Lucinda William’s Down Where the Spirit Meets the Bone is uncompromising and inventive as it gives us new reason to regard her as one of the best singer-songwriter’s today. Keb Mo’s BLUESAmericana made a masterful transistion into a fully realized diverse American sound with an album of country, blues, folk and gospel, all built on a solid roots foundation. It sings and echos The Band and the Piedmont blues of Mississppii John Hurt. Willie Nelson chimed in with a tie due to the late release of December Day: Willie’s Stash Volume 1, his fine long overdue studio collaboration, with his sister Bobbie, harmonica player, Mickey Raphael and the late bass player, Bee Spears. His Band of Brothers showed Nelson is fast becoming the Picasso of country music as he rides into his sunset years capturing songs so original, intimate and engaging it’s hard to believe he’s nearer now to the final music of his career than the young gifted renegade he began as some 50 years ago. He remains our most original songwriter today.

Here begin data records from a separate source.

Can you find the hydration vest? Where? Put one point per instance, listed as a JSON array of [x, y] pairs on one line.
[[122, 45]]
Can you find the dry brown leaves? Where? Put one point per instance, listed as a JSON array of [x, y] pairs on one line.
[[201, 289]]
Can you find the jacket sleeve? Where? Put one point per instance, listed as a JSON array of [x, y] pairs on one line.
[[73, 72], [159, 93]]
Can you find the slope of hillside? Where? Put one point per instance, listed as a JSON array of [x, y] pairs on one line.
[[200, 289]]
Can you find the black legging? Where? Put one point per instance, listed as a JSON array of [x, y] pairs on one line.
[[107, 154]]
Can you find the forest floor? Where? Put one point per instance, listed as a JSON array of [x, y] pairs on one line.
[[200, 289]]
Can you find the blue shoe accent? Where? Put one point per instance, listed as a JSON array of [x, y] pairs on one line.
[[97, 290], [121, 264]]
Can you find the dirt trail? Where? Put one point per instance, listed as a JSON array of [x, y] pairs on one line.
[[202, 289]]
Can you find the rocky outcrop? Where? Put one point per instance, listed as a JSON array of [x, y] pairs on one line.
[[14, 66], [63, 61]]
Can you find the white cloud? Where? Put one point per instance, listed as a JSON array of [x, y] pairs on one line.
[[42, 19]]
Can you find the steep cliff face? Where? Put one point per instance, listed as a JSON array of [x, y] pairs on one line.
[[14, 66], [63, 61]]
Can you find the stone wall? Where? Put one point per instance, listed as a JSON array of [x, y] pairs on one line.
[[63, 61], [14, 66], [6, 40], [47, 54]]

Young Louisiana native, Rod Melancon’s outstanding and revelatory second album, Parish Lines, demonstrates artistic growth as a performer, studio artist and songwriter with Dwight Yoakam’s lead guitar player, Brian Whelan at the producer’s helm. It was a breakthough work with consistently insightful, ironic and engaging songs and a firey-take-no-prisoners production. Lee Ann Womack’s, The Way I’m Living, has shown there is still hope as she sings on the fringes of mainstream country with an album that is as gospel fevered as it is heartbroken, honky tonk country. Chiming in from the West Coast, Calico the band, a skilled instrumentalist-singer-songwriter trio gave us Rancho California with strains of Bakersfield that dove tails into the Laurel Canyon vocal sound originated by the Mamas and Papas and Crosby, Stills & Nash. The album is full of soulful songs complete with soaring three-part harmonies and dynamic country-rock instrumentation from a new band who is ready to take Nashville and Austin by storm.
At 80, Leonard Cohen still mesmerizes and engages as he draws us his near spoken word songs of confession, irony and poetic beauty. On his latest, Popular Problems, he has called us again to warm by his midnight fires with familiar tales of love, loss and redemption that we never tire of hearing.

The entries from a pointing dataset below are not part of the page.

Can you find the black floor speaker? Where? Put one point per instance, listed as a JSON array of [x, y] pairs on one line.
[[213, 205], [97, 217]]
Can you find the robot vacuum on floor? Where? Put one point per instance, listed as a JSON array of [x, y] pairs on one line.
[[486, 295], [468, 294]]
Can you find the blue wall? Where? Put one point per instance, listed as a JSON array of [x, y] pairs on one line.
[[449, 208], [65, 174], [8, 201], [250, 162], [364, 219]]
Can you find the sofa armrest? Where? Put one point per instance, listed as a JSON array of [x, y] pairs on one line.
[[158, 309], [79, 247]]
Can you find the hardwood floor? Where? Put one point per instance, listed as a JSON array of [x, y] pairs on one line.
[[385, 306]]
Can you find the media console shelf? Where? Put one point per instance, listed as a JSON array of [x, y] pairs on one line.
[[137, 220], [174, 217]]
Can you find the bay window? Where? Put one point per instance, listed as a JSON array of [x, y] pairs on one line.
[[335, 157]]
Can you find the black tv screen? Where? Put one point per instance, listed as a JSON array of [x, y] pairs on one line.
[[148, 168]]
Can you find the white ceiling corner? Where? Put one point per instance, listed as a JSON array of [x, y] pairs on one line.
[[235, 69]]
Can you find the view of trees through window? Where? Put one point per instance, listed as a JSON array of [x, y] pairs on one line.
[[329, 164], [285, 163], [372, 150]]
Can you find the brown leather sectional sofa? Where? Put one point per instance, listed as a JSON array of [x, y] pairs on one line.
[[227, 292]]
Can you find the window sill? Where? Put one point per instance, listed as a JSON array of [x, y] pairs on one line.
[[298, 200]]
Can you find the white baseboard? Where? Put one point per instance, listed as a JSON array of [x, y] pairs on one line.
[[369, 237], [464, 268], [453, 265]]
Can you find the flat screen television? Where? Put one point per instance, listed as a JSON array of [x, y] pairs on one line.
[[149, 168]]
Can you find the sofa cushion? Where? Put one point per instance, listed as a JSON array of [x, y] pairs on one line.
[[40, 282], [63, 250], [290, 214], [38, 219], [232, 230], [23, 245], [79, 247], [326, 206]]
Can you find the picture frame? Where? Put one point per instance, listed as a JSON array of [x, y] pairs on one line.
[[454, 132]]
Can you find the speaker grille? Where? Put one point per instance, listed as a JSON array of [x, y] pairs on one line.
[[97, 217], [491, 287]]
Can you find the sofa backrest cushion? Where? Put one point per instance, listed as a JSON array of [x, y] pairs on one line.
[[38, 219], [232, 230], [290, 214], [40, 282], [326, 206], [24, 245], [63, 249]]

And ending on a tragic note of mortality and finality, in 2014, we had one last love letter of songs from the great Jesse Winchester, his ironically titled, A Reasonable Amount of Trouble. As he writes and sings his last words with the knowledge he is terminally ill, he allows us into his final recorded moments with love, grace, humility, humor and a final sense of closure on a career that has done as much as any artist to define Americana over the last 40 years. He has never received enough credit for bridging the North American gap between roots music from Canada and the United States. This album is as sweet as a valentine as it leaves us with that taste of mortal bitterness at the loss we experience with his absence.

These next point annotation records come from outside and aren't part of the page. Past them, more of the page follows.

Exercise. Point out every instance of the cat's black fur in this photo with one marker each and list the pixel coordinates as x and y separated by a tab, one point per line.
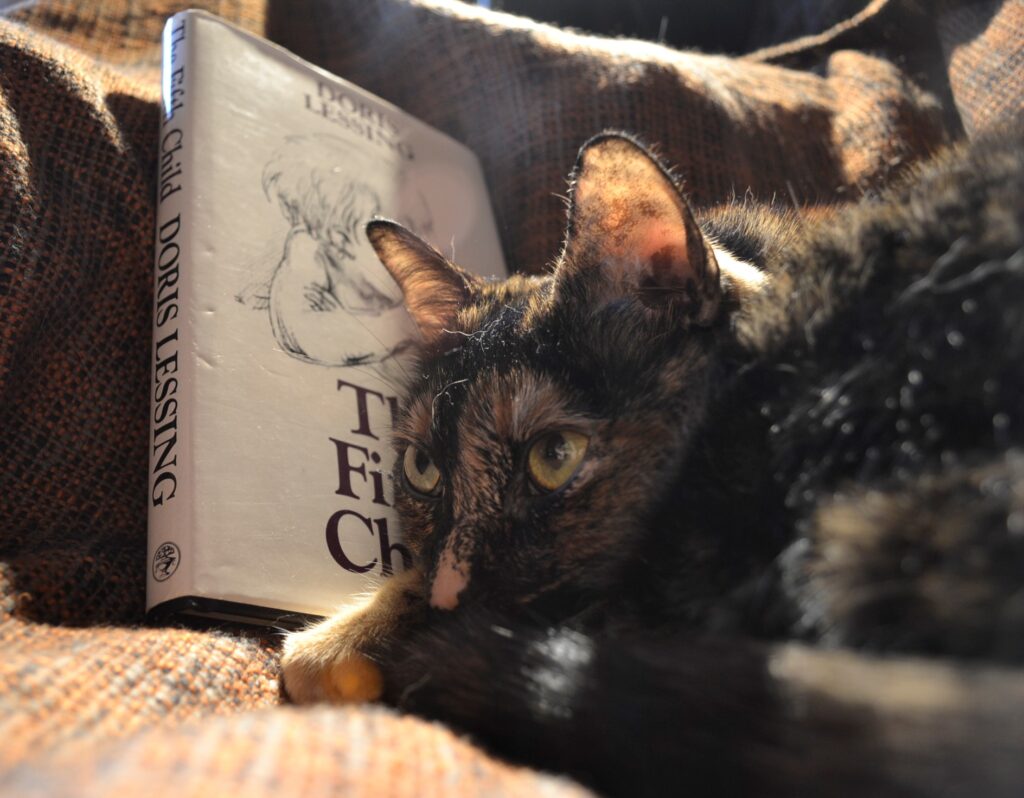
852	475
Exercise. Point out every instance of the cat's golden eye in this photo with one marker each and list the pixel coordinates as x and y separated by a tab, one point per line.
421	473
554	458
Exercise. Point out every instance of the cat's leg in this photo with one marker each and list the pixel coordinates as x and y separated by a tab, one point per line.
932	564
332	660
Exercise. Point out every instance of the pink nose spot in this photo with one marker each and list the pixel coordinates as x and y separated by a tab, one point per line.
451	580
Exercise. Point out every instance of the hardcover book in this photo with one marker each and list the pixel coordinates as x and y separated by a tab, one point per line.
280	341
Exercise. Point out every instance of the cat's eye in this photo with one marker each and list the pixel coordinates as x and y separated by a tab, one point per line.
554	458
421	473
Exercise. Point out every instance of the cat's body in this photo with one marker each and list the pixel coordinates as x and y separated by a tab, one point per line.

Honorable mentions for oustanding achtivement, which in many cases could be interchanged with albums that are on my list, include Phil & Dave Alvin’s notably funky take on Big Bill Broonzy on Common Ground; Mary Gauthier continues to set the gold standard for self-revealing yet universal country based lyric driven songwriting on her fine Love & Trouble collection; Paul Thorn’s gospel soaked passionate, Too Blessed to be Stressed and Dave Crossland’s fine re-invention of the legacy of John Stewart on his excellent Mother Country album. These are a few released this year.